いつかは登りたい憧れの山というものがある。


今は登れない。でもいつか登れる日が来る気がする。

私の日本の憧れの山は知床半島だ。いつか羅臼岳から知床岬まで、流氷のオホーツク海を見下ろしながらの、冬季の知床半島縦走をやりたい。

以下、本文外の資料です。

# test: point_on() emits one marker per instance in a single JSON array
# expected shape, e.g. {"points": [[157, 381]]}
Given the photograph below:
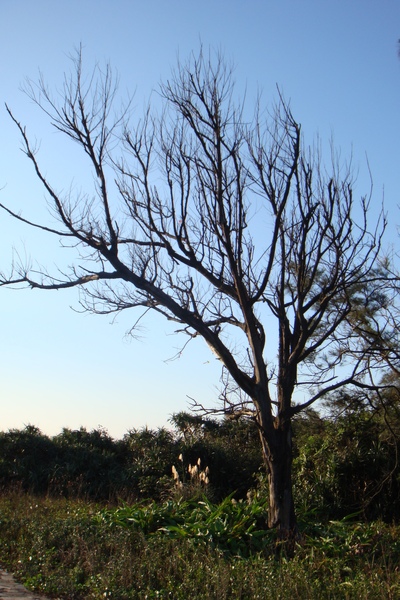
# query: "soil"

もちろん、並大抵のことじゃ〜ない。道路は知床大橋、もしくは相泊までしかないので、相当に山深い。おまけに最終目的地は最果ての岬、日本のどんづまり。なにかあったらアウトだ。そして、もちろんそこは北の果て、極寒の季節風が吹き荒れる。


そんな私にぴったりの本があった。


「知床半島の山と沢」(伊藤正博、共同文化社)


著者がはじめに書いている。


「知床半島全体の山や沢についての記録が紹介された本が一冊も無いことを知り、それならば自分で実際に歩き、本を作ろうと思うようになった。」


まさに、この著者の思いが見事に濃縮された本になっている。

知床半島の付け根の海別岳から羅臼岳や知床岳、知床岬まで、知床半島を形作る山脈を貫く藪の縦走、海からの沢登り問わず、無雪期、積雪期問わず、著者が縦横無尽に歩いたルートが紹介されている。


非常に貴重な記録としての価値はもちろんあるが、「知床半島って山なの?」と思っていた人は、これを読めば日本にまだこんな秘境があるのだと驚くことだろう。